Recently released genetic research from CSIRO and New Mexico State University in the US is helping scientists better understand how Australian birds evolved. The researchers found that the tiger-parrots of New Guinea's rainforests -- named for their striped or barred plumage -- are not, as has been widely accepted, closely related either to a group of rosella-like parrots found in Australia and Oceania, nor a similar group found in Asia and Africa.
In the latest edition of Molecular Phylogenetics and Evolution, they report that tiger-parrots instead occupy their own perch on the parrot evolutionary tree.
Co-author, the Director of CSIRO's Australian National Wildlife Collection (ANWC) Dr Leo Joseph, said the findings will help improve our understanding of how parrots have evolved.
"This research on tiger-parrots -- and some other enigmatic Australian parrots such as the little-known Night Parrot of inland Australian deserts -- sheds light on the bigger picture of parrot evolution for Australia and New Guinea," Dr Joseph said.
"It has shown for the first time, for example, that tiger-parrots represent a very early branch of the parrot evolutionary tree in Australia and New Guinea.
"The research team's quest has been to understand the true places of parrots such as the Night Parrot and the tiger-parrots in the ecological and evolutionary history of parrots across the Australian continent.
"During our research on these oddball parrots of Australia and New Guinea, we affirmed that the Australian parrots are far from one cohesive group. They appear, instead, to be made up of about five different main branches of the parrot evolutionary tree," Dr Joseph said.
"We have shown that the New Guinea tiger-parrots aren't rosella-like parrots and that their resemblance in some aspects of their appearance to rosellas probably indicates some plumage characters that have been part of the evolution of parrots of Australia and New Guinea for a long time.

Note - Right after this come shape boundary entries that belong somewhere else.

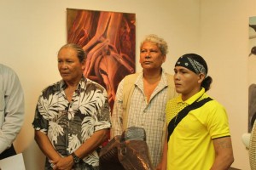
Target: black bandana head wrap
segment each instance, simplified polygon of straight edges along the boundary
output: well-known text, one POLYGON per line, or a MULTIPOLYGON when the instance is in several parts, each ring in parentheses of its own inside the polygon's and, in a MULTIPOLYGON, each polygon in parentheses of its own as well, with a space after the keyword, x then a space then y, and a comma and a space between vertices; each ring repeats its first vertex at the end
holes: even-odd
POLYGON ((207 65, 205 60, 195 54, 186 54, 181 56, 175 64, 175 66, 185 67, 195 74, 202 73, 207 75, 207 65))

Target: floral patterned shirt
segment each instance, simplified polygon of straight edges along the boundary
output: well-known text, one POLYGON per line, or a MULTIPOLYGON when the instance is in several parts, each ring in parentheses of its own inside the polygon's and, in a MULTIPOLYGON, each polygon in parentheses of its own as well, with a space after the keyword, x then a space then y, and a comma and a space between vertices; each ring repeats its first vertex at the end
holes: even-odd
MULTIPOLYGON (((107 91, 101 85, 83 77, 68 102, 67 84, 60 81, 39 96, 33 128, 45 133, 61 156, 75 151, 98 130, 110 128, 110 110, 107 91)), ((99 165, 99 150, 88 155, 73 169, 95 169, 99 165)), ((45 169, 51 169, 46 160, 45 169)))

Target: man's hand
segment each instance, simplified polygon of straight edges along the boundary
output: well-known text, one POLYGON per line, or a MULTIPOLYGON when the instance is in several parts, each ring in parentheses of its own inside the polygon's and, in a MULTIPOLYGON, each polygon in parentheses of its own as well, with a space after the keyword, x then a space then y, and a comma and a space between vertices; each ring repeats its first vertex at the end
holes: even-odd
POLYGON ((56 161, 51 161, 51 165, 54 170, 71 170, 73 164, 72 156, 61 157, 56 161))

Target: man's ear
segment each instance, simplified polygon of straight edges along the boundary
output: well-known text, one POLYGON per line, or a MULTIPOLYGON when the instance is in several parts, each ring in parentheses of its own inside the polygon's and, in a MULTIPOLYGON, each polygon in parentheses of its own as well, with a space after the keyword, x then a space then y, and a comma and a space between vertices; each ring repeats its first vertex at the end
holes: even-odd
POLYGON ((198 82, 201 83, 202 81, 206 78, 206 75, 204 75, 204 74, 202 74, 202 73, 200 73, 200 74, 198 75, 198 77, 199 77, 198 82))

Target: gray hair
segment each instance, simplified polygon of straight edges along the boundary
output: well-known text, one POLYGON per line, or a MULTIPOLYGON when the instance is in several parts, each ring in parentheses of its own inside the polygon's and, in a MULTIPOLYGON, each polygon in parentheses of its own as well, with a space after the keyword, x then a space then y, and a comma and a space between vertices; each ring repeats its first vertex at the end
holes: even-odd
POLYGON ((150 34, 146 36, 145 39, 141 42, 140 48, 142 48, 143 43, 146 42, 151 42, 153 43, 155 43, 156 46, 160 48, 162 54, 165 55, 168 53, 167 42, 163 38, 158 37, 157 35, 150 34))
POLYGON ((77 52, 78 58, 79 58, 80 62, 82 62, 84 60, 86 60, 86 57, 87 57, 86 53, 84 51, 84 49, 80 46, 79 46, 75 43, 67 43, 67 44, 63 45, 60 48, 58 53, 60 53, 60 51, 62 48, 73 48, 73 49, 74 49, 77 52))

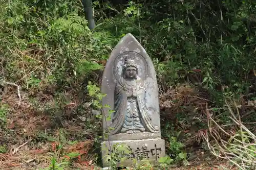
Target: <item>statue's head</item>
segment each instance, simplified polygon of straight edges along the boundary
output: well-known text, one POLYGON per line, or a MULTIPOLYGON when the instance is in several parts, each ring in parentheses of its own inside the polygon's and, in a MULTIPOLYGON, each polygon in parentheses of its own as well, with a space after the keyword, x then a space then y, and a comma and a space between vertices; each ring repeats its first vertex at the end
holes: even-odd
POLYGON ((135 61, 124 59, 124 64, 123 65, 123 76, 125 79, 136 79, 138 74, 138 66, 135 61))

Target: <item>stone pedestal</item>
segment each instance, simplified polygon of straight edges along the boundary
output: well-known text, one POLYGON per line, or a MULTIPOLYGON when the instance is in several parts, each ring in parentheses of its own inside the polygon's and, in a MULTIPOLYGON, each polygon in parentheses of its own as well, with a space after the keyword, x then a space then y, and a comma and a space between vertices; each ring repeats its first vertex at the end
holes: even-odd
POLYGON ((160 157, 165 156, 165 141, 161 138, 103 141, 101 142, 103 167, 110 166, 108 159, 111 152, 115 154, 114 157, 119 158, 117 166, 138 166, 147 161, 154 164, 160 157))

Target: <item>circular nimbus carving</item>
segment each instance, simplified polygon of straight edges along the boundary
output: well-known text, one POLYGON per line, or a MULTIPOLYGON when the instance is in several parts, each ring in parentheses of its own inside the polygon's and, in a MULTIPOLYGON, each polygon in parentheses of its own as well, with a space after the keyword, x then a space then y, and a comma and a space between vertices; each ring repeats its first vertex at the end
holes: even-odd
POLYGON ((120 80, 122 76, 124 58, 135 61, 138 66, 138 77, 144 80, 147 75, 147 63, 145 58, 140 54, 135 52, 125 52, 120 54, 114 61, 112 71, 117 81, 120 80))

"We also showed, because we included so many other parrots, that they aren't even part of the Asian and African assemblage with which they have even more often been associated.
"In fact, it seems they are something nobody had really appreciated -- a very early branch of the Australian and New Guinean evolutionary tree of parrots," he said.

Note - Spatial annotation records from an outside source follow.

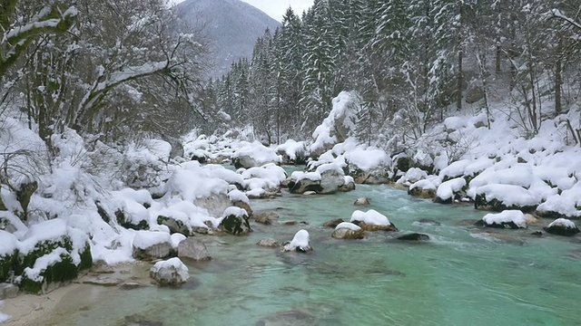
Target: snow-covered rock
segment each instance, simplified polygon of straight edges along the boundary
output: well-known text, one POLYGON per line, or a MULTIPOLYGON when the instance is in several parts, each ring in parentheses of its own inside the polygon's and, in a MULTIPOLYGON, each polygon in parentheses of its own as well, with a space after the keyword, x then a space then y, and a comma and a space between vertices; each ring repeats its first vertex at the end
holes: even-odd
POLYGON ((497 228, 527 228, 527 217, 519 210, 505 210, 497 214, 487 214, 480 224, 497 228))
POLYGON ((367 212, 356 210, 351 215, 350 222, 360 226, 364 231, 398 231, 386 216, 375 209, 367 212))
POLYGON ((232 154, 231 159, 236 168, 261 167, 268 163, 281 164, 282 161, 276 149, 267 148, 259 141, 247 143, 232 154))
POLYGON ((166 258, 174 254, 172 236, 165 232, 137 231, 133 255, 139 260, 166 258))
POLYGON ((149 275, 162 286, 179 285, 190 278, 188 267, 177 257, 155 263, 150 269, 149 275))
POLYGON ((178 244, 178 257, 188 258, 194 261, 204 261, 212 259, 206 244, 200 240, 189 237, 180 242, 178 244))
POLYGON ((466 180, 463 177, 453 178, 445 182, 438 187, 435 202, 439 204, 451 204, 456 199, 460 199, 466 194, 466 180))
POLYGON ((290 252, 296 251, 299 253, 308 253, 312 251, 310 243, 309 241, 309 232, 307 230, 299 230, 292 240, 282 246, 282 251, 290 252))
POLYGON ((365 237, 363 229, 350 222, 340 223, 331 235, 336 239, 362 239, 365 237))
POLYGON ((545 231, 557 235, 573 236, 579 233, 579 229, 573 221, 566 218, 557 218, 551 222, 545 231))

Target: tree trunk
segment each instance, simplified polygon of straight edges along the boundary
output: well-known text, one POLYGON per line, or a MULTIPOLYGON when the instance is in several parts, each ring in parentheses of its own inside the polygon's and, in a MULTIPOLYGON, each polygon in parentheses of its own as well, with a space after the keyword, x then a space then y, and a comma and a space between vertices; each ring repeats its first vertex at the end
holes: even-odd
POLYGON ((563 83, 562 53, 563 53, 563 38, 559 35, 558 43, 556 45, 556 60, 555 62, 555 114, 556 115, 561 114, 563 110, 563 107, 561 103, 561 84, 563 83))

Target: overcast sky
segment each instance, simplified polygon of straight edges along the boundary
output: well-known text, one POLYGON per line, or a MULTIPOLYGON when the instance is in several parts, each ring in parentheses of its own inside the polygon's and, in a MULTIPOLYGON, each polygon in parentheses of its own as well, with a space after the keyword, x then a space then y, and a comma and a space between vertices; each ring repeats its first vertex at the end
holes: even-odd
POLYGON ((268 14, 271 17, 277 21, 282 20, 282 15, 287 11, 289 5, 292 8, 295 14, 299 16, 302 14, 304 10, 307 10, 312 5, 313 0, 242 0, 245 3, 249 3, 261 11, 268 14))
MULTIPOLYGON (((170 0, 170 4, 179 4, 184 0, 170 0)), ((282 15, 287 11, 289 6, 292 7, 292 10, 299 16, 302 14, 302 12, 307 10, 312 5, 313 0, 242 0, 245 3, 251 4, 255 7, 268 14, 271 17, 277 21, 282 20, 282 15)))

Dr Joseph said that by being able to accurately trace who is related to whom in a group of organisms, scientists can better understand how the evolutionary process affects diversity in the living world.
The Australian National Wildlife Collection (ANWC) -- home to more than 200 000 scientific specimens -- supported the research by providing the genetic material that formed the bases of the study.
The paper's other co-authors are: Dr Alicia Toon from CSIRO and, Dr Tim Wright and PhD student Erin Schirtzinger from New Mexico State University.